The Skin Tone Accuracy Gap
Pulse oximeters have a well-documented tendency to overestimate oxygen levels in people with darker skin pigmentation. Because the device relies on light passing through tissue, higher melanin levels change how that light is absorbed, and most devices were historically calibrated on lighter-skinned study populations.
In January 2025, the FDA proposed updated draft guidance specifically aimed at improving pulse oximeter performance across the full range of skin tones. The recommendations call for manufacturers to gather clinical data across diverse skin pigmentations, increase the number of study participants in testing, and use both subjective scales (the Monk Skin Tone Scale) and objective measurements to evaluate device accuracy. Devices that demonstrate comparable performance across skin tones would carry a prominent label stating so. This guidance applies to medical-grade devices, not consumer wellness or fitness products, which aren’t held to the same standards.

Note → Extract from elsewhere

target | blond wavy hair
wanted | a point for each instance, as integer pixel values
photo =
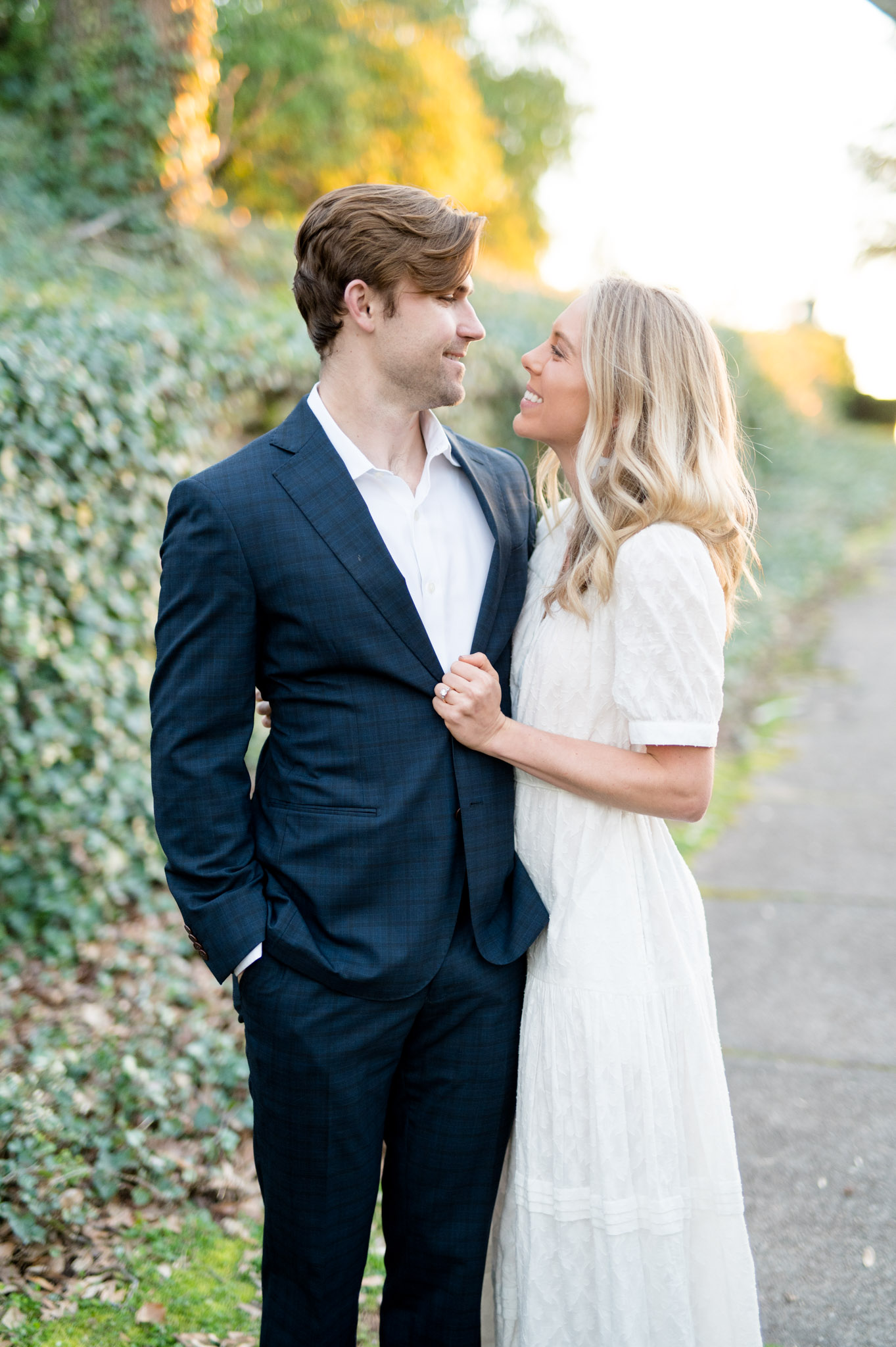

If you have darker skin, this doesn’t mean a pulse oximeter is useless. It means the reading may run a few points higher than your true saturation. Being aware of that gap matters most when readings are borderline, in the low-to-mid 90s, where a small overestimate could mask a genuinely low oxygen level.
Fingertip vs. Other Sensor Locations
Fingertip clip-on models are the most common, but pulse oximeters can also be placed on earlobes, toes, or even across the forehead. The principle is identical: light passes through or reflects off tissue with a pulsatile blood supply, and the device reads the absorption difference. Fingertips are preferred because they have a dense capillary bed and are easy to access, but in situations where fingers are too cold or circulation is compromised, an earlobe sensor may pick up a more reliable signal.
What Pulse Oximeters Cannot Detect
A standard pulse oximeter distinguishes between two things: hemoglobin carrying oxygen and hemoglobin not carrying oxygen. It cannot detect carbon monoxide poisoning, because hemoglobin bound to carbon monoxide absorbs light almost identically to oxygen-carrying hemoglobin. In carbon monoxide exposure, an oximeter may display a falsely reassuring reading of 98% or 99% while actual oxygen delivery to tissues is critically low.
The device also can’t tell you anything about how well your lungs are moving carbon dioxide out of your body, or how much oxygen your tissues are actually using. It measures one specific thing, the percentage of hemoglobin in your arterial blood that’s bound to oxygen, and it does that one thing remarkably well for a noninvasive sensor that costs as little as $20.